Fish Named to NLJ's "2014 Intellectual Property Hot List" for Third Straight Year

Boston, MA, June 13, 2014 - Fish & Richardson has been named to The National Law Journal's (NLJ) “2014 Intellectual Property Hot List” as one of 20 firms that “have become leaders on the latest trends in intellectual property law.” This is the third year that Fish has been named to the NLJ “IP Hot List,” which the publication started in 2012.

“We are honored to again be named one of the best IP firms in the country,” said Ann Cathcart Chaplin, Litigation Practice Group Leader at Fish & Richardson. “This NLJ recognition confirms what our clients and opponents already know - Fish is a force to be reckoned with when it comes to winning the most complex, high stakes intellectual property cases in the country.”

The NLJ noted that Fish “made several client wins official last year through appellate rulings that put the stamp of approval on the firm’s trial court victories.” In Fresenius USA v. Baxter International, Fish convinced the U.S. Court of Appeals for the Federal Circuit to throw out Baxter’s infringement case on a novel theory. The court said Baxter’s case had been nullified when Fish persuaded the U.S. Patent and Trademark Office to invalidate Baxter’s patent on hemodialysis machine technology. The U.S. Supreme Court denied Baxter’s petition for certiorari.
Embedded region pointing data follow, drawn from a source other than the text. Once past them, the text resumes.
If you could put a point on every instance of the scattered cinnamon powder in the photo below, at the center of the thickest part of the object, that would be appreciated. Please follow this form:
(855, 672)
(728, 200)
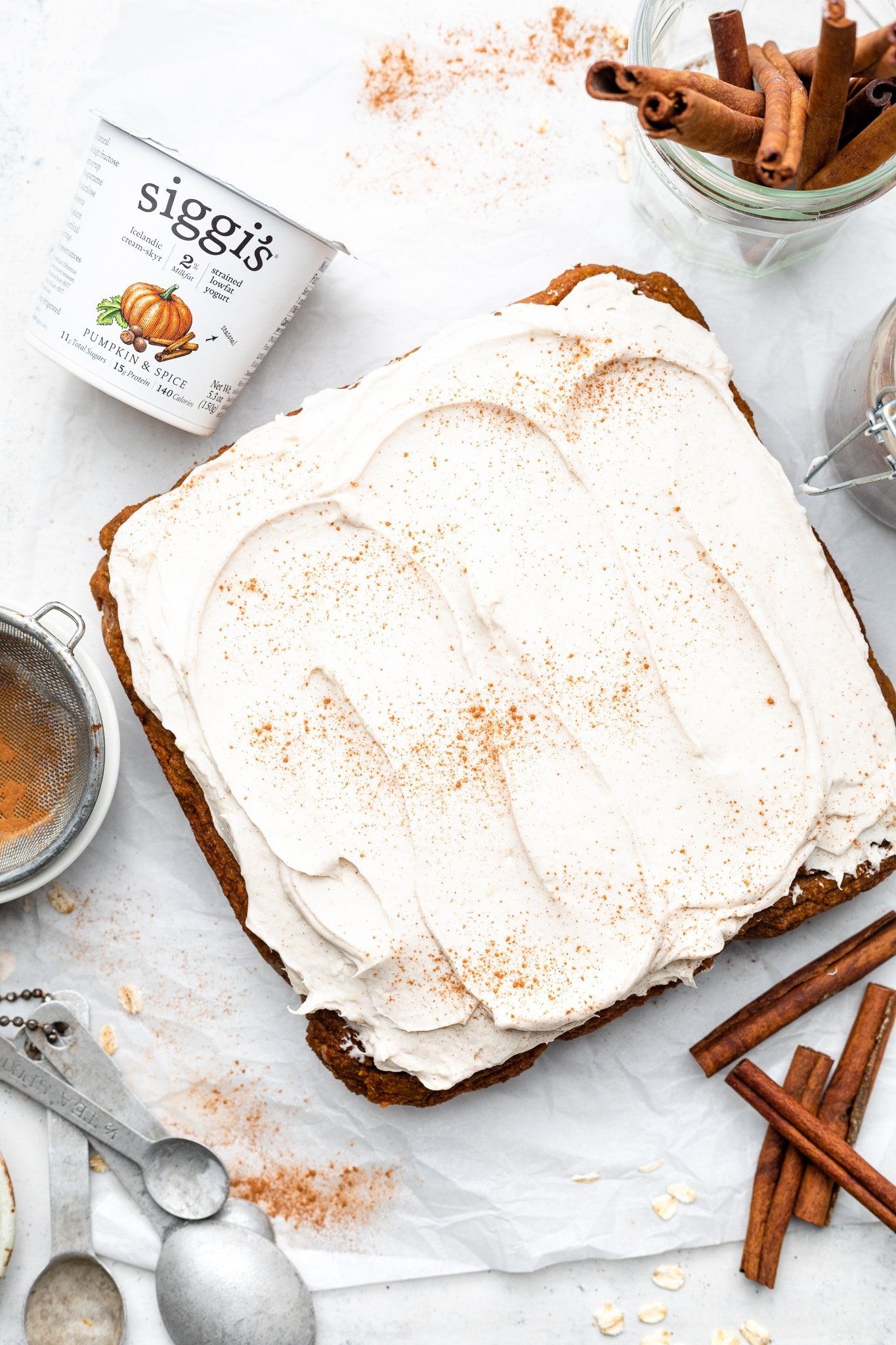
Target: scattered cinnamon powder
(400, 78)
(323, 1199)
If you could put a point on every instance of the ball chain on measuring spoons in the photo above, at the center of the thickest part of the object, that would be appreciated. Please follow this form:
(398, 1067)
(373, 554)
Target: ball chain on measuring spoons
(6, 1021)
Fish's patent, trial and appellate practices worked together to seamlessly handle the case from trial through appeal, while initiating parallel PTO proceedings.

According to Fish client, Jay Morris, Chief Intellectual Property Counsel for Fresenius Medical Care North America, “Fish is unusual in having absolutely top-quality litigators in the very same office as top-quality patent prosecutors.”

The NLJ also highlighted that “Fish racked up two Federal Court wins that protected billions of dollars in Allergan Inc.’s glaucoma product sales” in 2013, and also “helped 75 defendants defeat a nonpracticing entity… before the Federal Circuit in a case testing (the plaintiff's) website technology patent.”